Following their success in last year’s DCASE Challenge (second place at Task4B and third place at Task4A), SRC-N developers took on new challenges this year. They achieved first place in Task 7 – Sound Scene Synthesis and third place in Task 8 – Language-Based Audio Retrieval, further enhancing the research center’s technical expertise in AI-based acoustic signal processing.


Sound Scene Synthesis involves generating environmental sounds based on given textual descriptions. This next-generation task expands the scope from last year’s Foley sounds to more general sound scenes, aiming to add further controllability with natural language prompts. While most current text-to-audio (diffusion-based) solutions focus on training models using datasets of audio-caption pairs, our submitted system created a dataset with both positive and negative samples. We then fine-tuned existing TTA models with our own dataset. Our proposed systems achieved top rankings with a FAD Score of 5.985@FAD(PANNs) and a Perceptual Evaluation Score of 5.832.


Meanwhile, Language-Based Audio Retrieval entails retrieving audio signals using textual descriptions of their sound content (i.e., audio captions). This task takes human-written text queries as input and sorts audio files from a given dataset based on their match with the query. Currently, most language-based audio retrieval solutions (Text2Audio) focus on training effective audio and text encoders to obtain expressive audio and text presentations. However, our submitted system consists of audio and text encoders that were jointly pre-trained on a large multi-modality dataset, VAST-27M, which includes vision, audio, and subtitles.
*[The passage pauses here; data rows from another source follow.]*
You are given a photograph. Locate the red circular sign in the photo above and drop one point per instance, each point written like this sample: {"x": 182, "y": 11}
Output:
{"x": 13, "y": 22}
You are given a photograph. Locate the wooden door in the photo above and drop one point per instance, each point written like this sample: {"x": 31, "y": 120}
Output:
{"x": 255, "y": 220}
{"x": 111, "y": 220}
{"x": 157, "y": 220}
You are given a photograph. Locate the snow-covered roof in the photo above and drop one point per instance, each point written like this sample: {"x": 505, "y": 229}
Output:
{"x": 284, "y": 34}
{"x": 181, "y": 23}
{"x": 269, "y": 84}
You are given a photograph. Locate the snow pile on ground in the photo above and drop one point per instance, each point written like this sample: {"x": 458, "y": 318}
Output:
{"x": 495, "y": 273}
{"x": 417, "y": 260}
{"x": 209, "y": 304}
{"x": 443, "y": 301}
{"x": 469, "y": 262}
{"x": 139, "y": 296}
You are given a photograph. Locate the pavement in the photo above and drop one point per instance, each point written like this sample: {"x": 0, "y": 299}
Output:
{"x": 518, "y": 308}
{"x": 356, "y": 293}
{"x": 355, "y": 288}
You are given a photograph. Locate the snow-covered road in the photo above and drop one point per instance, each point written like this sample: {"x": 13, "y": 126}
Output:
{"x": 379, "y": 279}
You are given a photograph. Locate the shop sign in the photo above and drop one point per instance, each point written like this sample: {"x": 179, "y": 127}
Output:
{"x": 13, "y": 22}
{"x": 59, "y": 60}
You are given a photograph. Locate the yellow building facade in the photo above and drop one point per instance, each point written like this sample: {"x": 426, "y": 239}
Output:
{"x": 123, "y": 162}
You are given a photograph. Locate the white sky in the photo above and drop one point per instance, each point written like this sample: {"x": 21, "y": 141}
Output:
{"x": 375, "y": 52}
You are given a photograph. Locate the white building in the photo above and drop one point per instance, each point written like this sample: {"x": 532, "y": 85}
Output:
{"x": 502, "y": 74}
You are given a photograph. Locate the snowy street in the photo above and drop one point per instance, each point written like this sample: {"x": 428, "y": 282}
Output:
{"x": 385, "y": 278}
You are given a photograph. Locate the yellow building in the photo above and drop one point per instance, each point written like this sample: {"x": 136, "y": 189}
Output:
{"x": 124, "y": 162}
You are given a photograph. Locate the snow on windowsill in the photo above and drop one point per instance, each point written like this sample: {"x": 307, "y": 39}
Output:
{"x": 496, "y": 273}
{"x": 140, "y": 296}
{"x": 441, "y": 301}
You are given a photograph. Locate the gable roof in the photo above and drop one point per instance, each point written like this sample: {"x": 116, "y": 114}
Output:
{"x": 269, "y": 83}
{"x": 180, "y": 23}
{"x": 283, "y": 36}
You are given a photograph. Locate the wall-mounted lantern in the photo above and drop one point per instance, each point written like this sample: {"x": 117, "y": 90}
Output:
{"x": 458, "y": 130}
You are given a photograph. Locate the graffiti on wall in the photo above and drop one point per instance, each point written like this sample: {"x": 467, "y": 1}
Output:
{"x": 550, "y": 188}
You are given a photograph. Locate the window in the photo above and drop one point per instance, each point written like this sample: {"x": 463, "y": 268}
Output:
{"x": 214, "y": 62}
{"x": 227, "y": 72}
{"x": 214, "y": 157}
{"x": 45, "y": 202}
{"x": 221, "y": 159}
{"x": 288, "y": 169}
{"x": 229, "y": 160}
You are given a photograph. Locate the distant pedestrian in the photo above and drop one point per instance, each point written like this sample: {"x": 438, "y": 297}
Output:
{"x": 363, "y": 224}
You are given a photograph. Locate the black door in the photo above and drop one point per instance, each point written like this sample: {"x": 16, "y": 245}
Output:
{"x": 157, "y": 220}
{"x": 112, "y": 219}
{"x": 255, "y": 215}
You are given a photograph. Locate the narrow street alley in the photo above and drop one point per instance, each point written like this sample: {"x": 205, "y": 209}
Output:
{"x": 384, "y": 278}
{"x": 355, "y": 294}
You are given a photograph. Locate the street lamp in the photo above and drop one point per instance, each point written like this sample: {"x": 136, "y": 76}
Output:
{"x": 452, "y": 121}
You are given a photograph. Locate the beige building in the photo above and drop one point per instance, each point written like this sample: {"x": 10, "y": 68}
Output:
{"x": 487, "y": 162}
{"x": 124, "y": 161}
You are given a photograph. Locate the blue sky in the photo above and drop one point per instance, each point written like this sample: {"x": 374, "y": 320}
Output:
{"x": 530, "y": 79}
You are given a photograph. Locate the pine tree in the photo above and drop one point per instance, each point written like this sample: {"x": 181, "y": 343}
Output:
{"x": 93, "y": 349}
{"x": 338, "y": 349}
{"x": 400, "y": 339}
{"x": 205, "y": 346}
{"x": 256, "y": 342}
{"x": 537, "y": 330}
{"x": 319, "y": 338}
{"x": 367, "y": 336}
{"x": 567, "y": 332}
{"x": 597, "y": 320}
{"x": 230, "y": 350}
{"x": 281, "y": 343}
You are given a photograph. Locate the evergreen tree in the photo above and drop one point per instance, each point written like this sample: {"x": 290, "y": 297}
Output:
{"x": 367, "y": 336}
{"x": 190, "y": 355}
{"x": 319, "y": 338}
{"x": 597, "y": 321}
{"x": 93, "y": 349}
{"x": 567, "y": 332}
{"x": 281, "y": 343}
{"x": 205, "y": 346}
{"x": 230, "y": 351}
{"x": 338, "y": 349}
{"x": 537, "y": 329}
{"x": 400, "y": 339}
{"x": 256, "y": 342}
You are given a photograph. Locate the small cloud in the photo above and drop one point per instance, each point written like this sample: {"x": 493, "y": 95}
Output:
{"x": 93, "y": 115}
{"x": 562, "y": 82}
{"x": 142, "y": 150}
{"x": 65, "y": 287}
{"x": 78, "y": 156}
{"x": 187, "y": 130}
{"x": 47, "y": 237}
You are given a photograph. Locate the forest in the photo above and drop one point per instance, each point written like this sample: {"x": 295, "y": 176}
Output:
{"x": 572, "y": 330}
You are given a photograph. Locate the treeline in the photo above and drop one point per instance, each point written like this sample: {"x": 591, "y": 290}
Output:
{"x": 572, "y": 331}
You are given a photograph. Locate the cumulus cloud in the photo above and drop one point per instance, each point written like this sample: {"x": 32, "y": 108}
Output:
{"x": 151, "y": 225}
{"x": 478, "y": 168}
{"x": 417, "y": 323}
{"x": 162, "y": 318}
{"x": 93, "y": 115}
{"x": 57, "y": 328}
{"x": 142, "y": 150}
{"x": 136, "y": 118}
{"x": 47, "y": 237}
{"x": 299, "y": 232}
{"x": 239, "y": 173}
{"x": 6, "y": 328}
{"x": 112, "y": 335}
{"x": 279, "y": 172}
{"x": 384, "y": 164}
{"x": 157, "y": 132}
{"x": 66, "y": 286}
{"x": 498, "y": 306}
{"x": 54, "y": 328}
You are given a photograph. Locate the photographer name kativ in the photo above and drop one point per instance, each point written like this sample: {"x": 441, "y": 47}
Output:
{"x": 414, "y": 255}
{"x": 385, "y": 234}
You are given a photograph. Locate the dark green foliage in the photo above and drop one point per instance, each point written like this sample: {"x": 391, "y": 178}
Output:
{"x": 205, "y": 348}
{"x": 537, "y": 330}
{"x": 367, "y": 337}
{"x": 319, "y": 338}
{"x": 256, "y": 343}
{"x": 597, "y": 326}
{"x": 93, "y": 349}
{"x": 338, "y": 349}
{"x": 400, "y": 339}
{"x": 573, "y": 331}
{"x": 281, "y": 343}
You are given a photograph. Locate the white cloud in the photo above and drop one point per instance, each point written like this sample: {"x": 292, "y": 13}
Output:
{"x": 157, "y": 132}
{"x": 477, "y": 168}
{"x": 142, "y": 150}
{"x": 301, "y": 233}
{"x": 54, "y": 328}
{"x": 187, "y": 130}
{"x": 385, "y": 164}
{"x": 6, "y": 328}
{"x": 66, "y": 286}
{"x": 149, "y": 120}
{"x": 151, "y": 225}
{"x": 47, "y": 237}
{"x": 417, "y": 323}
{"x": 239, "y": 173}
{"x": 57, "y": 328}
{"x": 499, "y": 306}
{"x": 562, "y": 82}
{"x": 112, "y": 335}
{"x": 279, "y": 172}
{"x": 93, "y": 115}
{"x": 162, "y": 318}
We further used several external audio caption datasets (AudioCaps, WavCaps, FSD50K, LAION-630k, and ClothoV2), adopted three multi-modality objectives for learning the system, and used mix-up as the data augment policy. With the model ensemble, our proposed systems achieved 0.406 mAP@10 and 0.278 R@1 on the ClothoV2 evaluation set.


Acoustic signal processing methods extract information carried in sounds and can be applied to intelligent scenarios, aligning perfectly with the strategy of SRC-N’s AI Software Team. Our team aims to research top-level AI technologies, utilize them on devices to offer product innovation, and create new value. In the era of generative AI, we believe cutting-edge technology will create whole new user experiences for immersive audio and multimedia editing. As such, we will seek opportunities to adopt these award-winning solutions and contribute to essential functions for new AI experiences and next-generation products.